Even tonight, I think, if you would ask,
I could remember what it was you said
When first you pierced beneath my spangled mask
To find the caverned eyes of one long dead.

Even tonight, when once again a spring
Storms gallantly the wintry bastion,
We might rehearse this tale; it will not bring
Tears to the sockets of a skeleton.

Forgive me, Madam, this metaphor macabre,
One scarce incarnate of those glories fled;
For ghost and ghost commune till dawn together,
Haunted by anguish of the lustful dead.

Now, I don’t know about you, but long ago when I was 17, or even 38, and was confronted by a lover I wasn’t thinking about death, no matter how blustery the weather outside, though I might not have been above quoting Marvel’s “To His Coy Mistress.”

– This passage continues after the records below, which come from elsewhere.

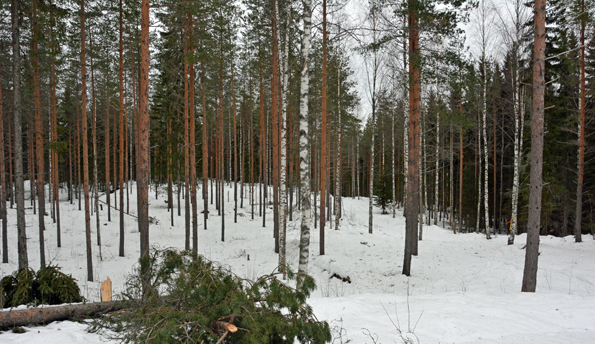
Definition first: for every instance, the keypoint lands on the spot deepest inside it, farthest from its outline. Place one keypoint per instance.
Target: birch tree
(304, 149)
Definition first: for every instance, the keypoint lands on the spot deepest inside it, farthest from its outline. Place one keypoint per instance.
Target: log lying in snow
(28, 316)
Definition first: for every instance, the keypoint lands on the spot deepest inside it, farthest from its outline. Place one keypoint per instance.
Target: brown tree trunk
(192, 134)
(38, 140)
(107, 151)
(95, 168)
(324, 128)
(275, 131)
(581, 139)
(18, 136)
(143, 171)
(235, 149)
(186, 142)
(537, 132)
(412, 205)
(85, 147)
(121, 133)
(3, 186)
(23, 317)
(205, 152)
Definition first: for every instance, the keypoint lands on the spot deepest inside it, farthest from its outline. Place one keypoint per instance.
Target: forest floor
(463, 288)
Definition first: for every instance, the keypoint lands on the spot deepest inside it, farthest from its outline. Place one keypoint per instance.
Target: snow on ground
(463, 288)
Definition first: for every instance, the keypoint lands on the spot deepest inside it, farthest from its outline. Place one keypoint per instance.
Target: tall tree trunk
(85, 147)
(304, 156)
(437, 167)
(339, 153)
(537, 132)
(38, 140)
(275, 84)
(581, 134)
(107, 150)
(235, 147)
(205, 152)
(323, 131)
(486, 190)
(461, 167)
(192, 134)
(121, 130)
(142, 170)
(186, 141)
(3, 216)
(18, 136)
(283, 62)
(412, 203)
(95, 167)
(519, 120)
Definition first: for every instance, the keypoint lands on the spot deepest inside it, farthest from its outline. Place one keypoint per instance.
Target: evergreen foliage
(383, 193)
(188, 294)
(48, 286)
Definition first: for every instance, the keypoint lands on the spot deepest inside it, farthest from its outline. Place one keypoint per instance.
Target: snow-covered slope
(463, 288)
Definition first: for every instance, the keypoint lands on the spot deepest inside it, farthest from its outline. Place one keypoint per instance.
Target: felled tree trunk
(22, 317)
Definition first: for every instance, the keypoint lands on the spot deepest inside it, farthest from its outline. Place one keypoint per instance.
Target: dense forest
(100, 96)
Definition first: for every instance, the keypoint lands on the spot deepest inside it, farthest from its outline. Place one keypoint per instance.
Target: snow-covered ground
(463, 288)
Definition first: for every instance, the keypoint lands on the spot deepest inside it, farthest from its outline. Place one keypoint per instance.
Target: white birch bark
(304, 152)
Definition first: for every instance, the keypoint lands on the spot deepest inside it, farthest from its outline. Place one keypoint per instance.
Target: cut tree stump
(45, 315)
(106, 290)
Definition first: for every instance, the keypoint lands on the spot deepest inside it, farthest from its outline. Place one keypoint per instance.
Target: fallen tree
(45, 315)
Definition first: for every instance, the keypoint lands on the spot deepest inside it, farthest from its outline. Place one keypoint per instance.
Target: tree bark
(412, 203)
(18, 136)
(537, 133)
(45, 315)
(192, 133)
(581, 134)
(121, 129)
(143, 143)
(3, 186)
(38, 140)
(85, 147)
(304, 151)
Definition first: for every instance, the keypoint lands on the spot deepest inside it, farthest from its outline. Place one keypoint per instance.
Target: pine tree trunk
(3, 216)
(186, 142)
(284, 63)
(121, 133)
(142, 172)
(339, 153)
(95, 168)
(107, 151)
(235, 148)
(304, 156)
(519, 119)
(486, 164)
(275, 85)
(205, 153)
(437, 168)
(412, 203)
(38, 141)
(18, 137)
(323, 132)
(581, 136)
(85, 147)
(537, 133)
(193, 198)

That said, I am still fond of a simple poem called:

PROPHECY

You see no beauty in the parched parade,
The quivering, heat-glazed highways mile one mile,
The fields where beauty holds a debt unpaid,
The gray, drab barracks in monotonous, grim file.

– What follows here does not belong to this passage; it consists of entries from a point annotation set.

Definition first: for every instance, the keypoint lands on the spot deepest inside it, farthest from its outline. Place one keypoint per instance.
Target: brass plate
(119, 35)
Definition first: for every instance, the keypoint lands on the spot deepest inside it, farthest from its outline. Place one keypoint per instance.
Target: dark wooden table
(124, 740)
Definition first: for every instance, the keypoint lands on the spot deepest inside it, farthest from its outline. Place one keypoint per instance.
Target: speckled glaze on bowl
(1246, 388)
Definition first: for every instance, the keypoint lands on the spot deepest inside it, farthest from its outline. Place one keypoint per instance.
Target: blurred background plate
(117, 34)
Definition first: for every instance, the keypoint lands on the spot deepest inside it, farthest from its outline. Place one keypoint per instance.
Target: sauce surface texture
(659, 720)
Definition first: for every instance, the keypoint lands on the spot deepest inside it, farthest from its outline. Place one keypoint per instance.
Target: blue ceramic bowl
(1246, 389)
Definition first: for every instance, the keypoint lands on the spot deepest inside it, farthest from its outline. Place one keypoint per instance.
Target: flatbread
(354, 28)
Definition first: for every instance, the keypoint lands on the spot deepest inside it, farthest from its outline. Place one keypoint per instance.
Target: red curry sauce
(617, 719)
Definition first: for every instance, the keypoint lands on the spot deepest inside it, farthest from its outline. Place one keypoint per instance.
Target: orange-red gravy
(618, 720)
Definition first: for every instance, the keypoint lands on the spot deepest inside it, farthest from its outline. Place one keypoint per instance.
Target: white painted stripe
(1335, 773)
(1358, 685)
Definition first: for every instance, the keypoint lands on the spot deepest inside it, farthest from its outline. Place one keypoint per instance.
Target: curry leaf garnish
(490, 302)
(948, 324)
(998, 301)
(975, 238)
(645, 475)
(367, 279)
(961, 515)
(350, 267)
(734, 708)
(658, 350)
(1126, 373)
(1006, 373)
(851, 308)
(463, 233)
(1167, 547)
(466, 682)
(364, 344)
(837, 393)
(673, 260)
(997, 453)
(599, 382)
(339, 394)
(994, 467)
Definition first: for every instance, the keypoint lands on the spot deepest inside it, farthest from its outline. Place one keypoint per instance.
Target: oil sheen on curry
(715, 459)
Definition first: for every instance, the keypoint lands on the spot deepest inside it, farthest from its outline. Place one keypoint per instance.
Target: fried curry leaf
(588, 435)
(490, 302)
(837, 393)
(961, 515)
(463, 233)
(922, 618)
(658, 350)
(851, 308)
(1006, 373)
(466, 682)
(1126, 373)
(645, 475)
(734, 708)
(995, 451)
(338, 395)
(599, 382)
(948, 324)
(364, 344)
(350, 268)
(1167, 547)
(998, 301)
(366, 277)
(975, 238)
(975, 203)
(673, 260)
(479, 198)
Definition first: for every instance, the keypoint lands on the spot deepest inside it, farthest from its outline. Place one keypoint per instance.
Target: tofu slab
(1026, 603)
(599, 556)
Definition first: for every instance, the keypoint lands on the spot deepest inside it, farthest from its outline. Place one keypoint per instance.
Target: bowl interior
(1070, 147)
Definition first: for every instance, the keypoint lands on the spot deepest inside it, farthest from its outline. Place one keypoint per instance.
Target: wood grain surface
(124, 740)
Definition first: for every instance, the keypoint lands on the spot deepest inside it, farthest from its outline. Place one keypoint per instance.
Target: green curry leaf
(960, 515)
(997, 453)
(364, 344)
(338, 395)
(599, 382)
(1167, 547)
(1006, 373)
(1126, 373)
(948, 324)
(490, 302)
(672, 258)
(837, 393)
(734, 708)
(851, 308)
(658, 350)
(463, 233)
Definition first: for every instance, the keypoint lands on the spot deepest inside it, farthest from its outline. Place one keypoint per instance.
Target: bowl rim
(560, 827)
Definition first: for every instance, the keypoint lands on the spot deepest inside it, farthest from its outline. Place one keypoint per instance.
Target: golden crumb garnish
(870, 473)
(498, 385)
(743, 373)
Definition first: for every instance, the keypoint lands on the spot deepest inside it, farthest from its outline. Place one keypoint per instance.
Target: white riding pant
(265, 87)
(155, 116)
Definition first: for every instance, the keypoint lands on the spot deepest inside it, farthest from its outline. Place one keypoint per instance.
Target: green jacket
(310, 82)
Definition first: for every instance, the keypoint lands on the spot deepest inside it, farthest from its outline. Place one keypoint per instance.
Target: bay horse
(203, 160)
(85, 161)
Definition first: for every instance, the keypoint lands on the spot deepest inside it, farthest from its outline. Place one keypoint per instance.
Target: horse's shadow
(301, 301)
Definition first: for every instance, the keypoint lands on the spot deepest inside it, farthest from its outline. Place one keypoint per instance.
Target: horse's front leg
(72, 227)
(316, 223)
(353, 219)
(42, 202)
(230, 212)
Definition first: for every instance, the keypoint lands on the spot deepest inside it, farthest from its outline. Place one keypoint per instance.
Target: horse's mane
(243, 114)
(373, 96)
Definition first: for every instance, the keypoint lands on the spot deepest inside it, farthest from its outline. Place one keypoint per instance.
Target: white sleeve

You take no joy when dust wraiths dimly curl
Above the winding column crawling on far hills.
You see but short beyond the present whirl
Of circumstances, your little wrongs and petty ills.

But when it is all passed and you have lost
The swinging rhythmic cadence of the marching feet,
Then you will reck as paltry small the cost,
And memory will purge the bitter from the sweet.

This simple poem reminds me of my days in the Army and the barracks that I lived in while going through R.O.T.C., later, officer’s training at Fort Knox Kentucky, and even serving at Fort Irwin, California. It was hard to imagine that you could ever look bad fondly at basic training and all the harassment we were enduring, and more than a few “petty ills.” There was, after all, good reason why “Get Smart” was a favorite among trainees, especially the line “Would you believe…”

Thankfully, I’ve long passed the time when I am unable to fully appreciate life’s challenges for what they are, precious moments that I’ll look fondly back on in the future.